Actors and stage hands are a superstitious breed. Known as 'luvvies', London's West End pack cling blindly to the concept that they are neither bewitched nor blessed by talent or virtue - but only by fate.
Before curtain-up, luvvies say 'break a leg' just so they won't. Now, the latest voodoo victim is the Shaftesbury Theatre, haunted not by ghosts or bad luck but by bad reviews, dire shows and poor sales. London's legion of luvvies fear that the theatre - built in 1911 - is cursed after yet another show opened to cries of 'flop' last week.
'I cannot remember the last time I saw as laughably ludicrous a musical as this,' spat the Evening Standard's Nicholas de Jongh.
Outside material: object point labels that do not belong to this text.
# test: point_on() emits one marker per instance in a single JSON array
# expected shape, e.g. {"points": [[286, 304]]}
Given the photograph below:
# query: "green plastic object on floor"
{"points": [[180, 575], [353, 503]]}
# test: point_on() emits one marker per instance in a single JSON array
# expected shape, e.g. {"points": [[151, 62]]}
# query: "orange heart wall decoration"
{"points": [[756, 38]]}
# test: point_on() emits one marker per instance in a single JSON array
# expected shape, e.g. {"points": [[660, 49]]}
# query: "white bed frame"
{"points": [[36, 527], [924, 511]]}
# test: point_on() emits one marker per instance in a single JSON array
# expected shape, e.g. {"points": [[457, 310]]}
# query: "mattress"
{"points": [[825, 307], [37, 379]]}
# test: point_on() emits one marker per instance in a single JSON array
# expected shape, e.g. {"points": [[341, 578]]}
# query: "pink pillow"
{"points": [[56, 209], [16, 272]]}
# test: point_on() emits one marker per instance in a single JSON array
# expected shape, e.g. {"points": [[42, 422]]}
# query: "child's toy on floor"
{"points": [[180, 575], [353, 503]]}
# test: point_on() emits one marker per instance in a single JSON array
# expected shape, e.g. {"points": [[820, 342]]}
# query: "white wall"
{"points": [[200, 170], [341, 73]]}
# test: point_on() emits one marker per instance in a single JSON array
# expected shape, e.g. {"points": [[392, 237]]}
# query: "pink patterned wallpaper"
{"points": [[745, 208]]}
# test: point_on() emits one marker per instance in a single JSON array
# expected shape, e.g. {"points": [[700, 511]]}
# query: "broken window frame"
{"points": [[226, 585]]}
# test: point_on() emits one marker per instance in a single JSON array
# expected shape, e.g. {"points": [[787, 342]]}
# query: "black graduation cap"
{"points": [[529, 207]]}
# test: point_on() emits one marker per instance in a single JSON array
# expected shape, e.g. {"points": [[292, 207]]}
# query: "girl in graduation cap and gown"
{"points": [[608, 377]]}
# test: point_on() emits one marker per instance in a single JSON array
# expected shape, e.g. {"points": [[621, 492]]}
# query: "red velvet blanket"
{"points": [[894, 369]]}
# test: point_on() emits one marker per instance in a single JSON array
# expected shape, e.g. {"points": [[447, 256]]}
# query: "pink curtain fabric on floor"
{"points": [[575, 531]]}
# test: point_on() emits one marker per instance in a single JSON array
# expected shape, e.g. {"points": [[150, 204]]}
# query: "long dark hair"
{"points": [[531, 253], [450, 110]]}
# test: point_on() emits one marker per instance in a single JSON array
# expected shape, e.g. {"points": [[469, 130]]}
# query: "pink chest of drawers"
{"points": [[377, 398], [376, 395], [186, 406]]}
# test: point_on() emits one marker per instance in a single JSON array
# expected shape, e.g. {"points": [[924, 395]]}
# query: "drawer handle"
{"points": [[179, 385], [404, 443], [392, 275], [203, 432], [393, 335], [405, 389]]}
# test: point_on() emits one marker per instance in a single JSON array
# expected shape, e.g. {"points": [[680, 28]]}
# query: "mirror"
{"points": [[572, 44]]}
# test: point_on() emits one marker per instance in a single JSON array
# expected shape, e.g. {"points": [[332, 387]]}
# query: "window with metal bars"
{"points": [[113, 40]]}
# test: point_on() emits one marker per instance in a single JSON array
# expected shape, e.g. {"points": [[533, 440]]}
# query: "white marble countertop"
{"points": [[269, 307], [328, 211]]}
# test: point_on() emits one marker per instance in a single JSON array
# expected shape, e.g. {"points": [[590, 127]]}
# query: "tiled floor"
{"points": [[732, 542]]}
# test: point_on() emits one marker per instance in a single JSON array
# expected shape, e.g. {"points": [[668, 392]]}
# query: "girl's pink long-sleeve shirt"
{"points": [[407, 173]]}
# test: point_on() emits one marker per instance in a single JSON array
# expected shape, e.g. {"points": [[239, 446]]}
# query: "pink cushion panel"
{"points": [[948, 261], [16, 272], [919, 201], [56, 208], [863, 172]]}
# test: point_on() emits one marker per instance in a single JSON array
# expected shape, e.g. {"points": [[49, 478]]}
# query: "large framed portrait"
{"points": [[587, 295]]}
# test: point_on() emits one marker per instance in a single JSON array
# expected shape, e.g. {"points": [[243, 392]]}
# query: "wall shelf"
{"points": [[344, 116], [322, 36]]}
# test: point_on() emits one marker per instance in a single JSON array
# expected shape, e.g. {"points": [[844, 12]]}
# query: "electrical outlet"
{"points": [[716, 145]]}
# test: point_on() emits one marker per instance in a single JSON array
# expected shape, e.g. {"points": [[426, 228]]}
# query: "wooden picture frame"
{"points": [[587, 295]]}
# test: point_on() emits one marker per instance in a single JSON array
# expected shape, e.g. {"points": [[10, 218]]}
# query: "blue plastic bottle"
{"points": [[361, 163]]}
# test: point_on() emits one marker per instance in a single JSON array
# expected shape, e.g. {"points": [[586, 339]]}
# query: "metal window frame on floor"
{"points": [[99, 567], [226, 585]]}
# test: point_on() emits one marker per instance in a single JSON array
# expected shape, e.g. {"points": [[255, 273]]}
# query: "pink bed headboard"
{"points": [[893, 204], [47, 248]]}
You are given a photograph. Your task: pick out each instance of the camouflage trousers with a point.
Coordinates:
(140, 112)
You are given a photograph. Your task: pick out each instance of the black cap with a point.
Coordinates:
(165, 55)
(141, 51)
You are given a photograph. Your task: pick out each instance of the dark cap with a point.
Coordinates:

'The West End, the material and the audience deserve far better than Far Pavilions,' railed the Independent. Theatre-lovers blame the venue. If Far Pavilions fails, it will be yet another expensive musical death in just five years, following illustrious disasters such as Napoleon (three months - 'a non-stop parade of ersatz anthems that go in one ear and out the other without troubling the brain, heart or memory'); Bat Boy (three months - 'some of the cast can sing, but there's nothing to sing about'); Thoroughly Modern Millie (nine months - 'Thoroughly charmless'); and Lautrec (two months).
The South African hit, Umoja, was closed early in 2002 by Camden council after complaints about noise by neighbours. Even Peggy Sue Got Married, which got rave reviews, closed in a year.
If a show opens at the Shaftesbury, says the new backstage mantra, 'it's the final nail in the coffin'.